Proving LTL Properties of Bitvector Programs and Decompiled Binaries

Abstract

There is increasing interest in applying verification tools to programs that have bitvector operations. SMT solvers, which serve as a foundation for these tools, have thus increased support for bitvector reasoning through bit-blasting and linear arithmetic approximations.
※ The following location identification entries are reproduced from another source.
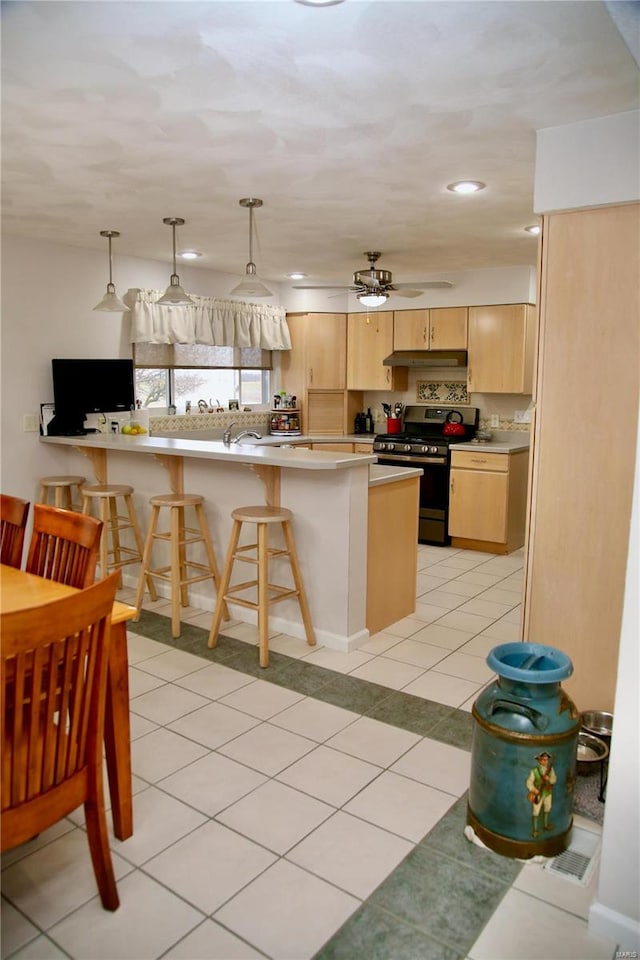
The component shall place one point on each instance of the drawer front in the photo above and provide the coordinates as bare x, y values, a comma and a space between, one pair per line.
465, 459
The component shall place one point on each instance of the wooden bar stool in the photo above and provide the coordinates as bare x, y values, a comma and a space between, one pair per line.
63, 491
268, 593
180, 538
114, 554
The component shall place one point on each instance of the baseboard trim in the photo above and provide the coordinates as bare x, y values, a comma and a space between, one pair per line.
611, 925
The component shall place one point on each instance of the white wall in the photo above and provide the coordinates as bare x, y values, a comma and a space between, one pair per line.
578, 166
48, 294
470, 287
588, 164
616, 912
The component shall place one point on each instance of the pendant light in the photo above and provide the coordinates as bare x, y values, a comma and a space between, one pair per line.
372, 299
174, 295
111, 302
251, 285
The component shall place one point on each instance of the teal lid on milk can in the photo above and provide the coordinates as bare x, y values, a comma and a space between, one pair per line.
523, 763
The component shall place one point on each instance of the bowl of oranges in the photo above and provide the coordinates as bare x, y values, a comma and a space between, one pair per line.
133, 429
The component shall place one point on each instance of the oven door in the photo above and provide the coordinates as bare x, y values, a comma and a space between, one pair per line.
434, 494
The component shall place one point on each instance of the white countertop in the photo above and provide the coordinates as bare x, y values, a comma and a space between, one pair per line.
495, 446
379, 474
248, 451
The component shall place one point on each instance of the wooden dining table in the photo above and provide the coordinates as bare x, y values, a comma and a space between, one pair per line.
20, 591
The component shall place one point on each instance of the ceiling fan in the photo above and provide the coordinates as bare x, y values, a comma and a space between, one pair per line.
378, 284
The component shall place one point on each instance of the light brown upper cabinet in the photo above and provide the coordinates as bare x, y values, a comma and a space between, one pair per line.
502, 340
369, 341
318, 356
315, 371
439, 328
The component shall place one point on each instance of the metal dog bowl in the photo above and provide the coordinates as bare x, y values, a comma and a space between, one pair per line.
591, 752
598, 723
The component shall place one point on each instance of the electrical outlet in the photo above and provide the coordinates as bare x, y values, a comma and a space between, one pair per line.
522, 416
30, 423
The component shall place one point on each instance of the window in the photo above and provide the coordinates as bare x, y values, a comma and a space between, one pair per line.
172, 373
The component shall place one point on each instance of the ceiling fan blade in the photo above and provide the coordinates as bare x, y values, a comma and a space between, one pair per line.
427, 285
371, 282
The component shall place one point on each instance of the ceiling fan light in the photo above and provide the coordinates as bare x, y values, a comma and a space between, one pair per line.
372, 299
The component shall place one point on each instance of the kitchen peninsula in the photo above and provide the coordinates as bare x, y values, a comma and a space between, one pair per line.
343, 513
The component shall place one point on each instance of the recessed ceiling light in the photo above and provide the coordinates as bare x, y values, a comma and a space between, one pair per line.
466, 186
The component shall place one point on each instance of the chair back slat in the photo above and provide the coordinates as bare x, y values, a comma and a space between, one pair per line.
53, 680
64, 545
13, 522
53, 686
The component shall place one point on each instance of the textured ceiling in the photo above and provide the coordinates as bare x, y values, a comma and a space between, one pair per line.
348, 121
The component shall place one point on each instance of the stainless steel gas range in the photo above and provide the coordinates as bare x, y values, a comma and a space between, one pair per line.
426, 442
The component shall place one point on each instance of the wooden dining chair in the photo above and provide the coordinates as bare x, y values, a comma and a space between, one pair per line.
13, 523
64, 546
53, 692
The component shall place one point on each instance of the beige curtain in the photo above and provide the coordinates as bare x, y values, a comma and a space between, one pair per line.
219, 323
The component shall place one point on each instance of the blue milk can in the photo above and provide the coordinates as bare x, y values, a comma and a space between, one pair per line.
523, 754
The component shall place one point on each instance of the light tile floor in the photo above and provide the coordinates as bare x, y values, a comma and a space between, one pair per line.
318, 812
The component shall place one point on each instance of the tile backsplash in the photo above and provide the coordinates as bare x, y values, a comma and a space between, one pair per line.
428, 391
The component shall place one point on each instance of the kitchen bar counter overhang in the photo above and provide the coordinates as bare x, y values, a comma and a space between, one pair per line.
327, 492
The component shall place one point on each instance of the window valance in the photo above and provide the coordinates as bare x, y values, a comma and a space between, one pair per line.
220, 323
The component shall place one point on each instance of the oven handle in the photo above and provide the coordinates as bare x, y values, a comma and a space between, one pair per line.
436, 461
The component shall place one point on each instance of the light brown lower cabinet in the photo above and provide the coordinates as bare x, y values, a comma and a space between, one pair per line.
584, 443
392, 552
487, 500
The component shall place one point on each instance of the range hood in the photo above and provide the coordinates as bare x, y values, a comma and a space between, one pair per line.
426, 358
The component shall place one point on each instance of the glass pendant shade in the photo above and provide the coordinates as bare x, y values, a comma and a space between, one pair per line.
372, 299
251, 285
111, 302
174, 295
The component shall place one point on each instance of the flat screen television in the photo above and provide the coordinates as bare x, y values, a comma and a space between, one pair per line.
81, 387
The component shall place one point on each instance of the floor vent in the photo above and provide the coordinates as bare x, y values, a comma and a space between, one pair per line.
579, 860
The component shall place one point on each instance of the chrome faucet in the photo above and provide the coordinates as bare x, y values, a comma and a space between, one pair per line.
247, 433
226, 436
In this paper we show that similar linear arithmetic approximation of bitvector operations can be done at the source level through transformations. Specifically, we introduce new paths that over-approximate bitvector operations with linear conditions/constraints, increasing branching but allowing us to better exploit the well-developed integer reasoning and interpolation of verification tools. We show that, for reachability of bitvector programs, increased branching incurs negligible overhead yet, when combined with integer interpolation optimizations, enables more programs to be verified. We further show this exploitation of integer interpolation in the common case also enables competitive termination verification of bitvector programs and leads to the first effective technique for linear temporal logic (LTL) verification of bitvector programs. Finally, we provide an in-depth case study of decompiled (“lifted”) binary programs, which emulate X86 execution through frequent use of bitvector operations. We present a new tool DarkSea, the first tool capable of verifying reachability, termination and LTL of lifted binaries.

A Proof of Theorem 1

Proof

Induction on traces, showing equality on expression translation \(T_E\) via induction on expressions/statements and then inclusion on statement translations \(T_S\). First show that \(T_E\) preserves traces equivalence. Structural induction on e, with base cases being constants, variables, etc. In the inductive case, for a bitvector operation \(e_1 \otimes e_2\), assume \(e_1,e_2\) has been (potentially) transformed to \(e_1',e_2'\) (resp.) and that Lemma 1 holds for each \(i\in \{1,2\}\): \(\forall \sigma . [\![ e_i ]\!]\sigma =[\![ e_i' ]\!]\sigma \). Since \(\otimes \) is deterministic, \([\![ e_1'\otimes e_2' ]\!]\sigma = [\![ e_1\otimes e_2 ]\!]\sigma \). Finally, applying the transformation to \(\otimes \), we show that \([\![ T_E\{e_1'\otimes e_2'\} ]\!] = [\![ e_1'\otimes e_2' ]\!]\) again by Lemma 1. Next, for each statement s or relational condition c step, we prove \(T_S\) preserves trace inclusion: that \([\![ s ]\!] \subseteq [\![ T_S\{s\} ]\!]\) or that \([\![ c ]\!] \subseteq [\![ T_S\{c\} ]\!]\). We do not recursively weaken conditional boolean expressions, which would require alternating strengthening/weakening. Thus, inclusion holds directly from Lemma 1.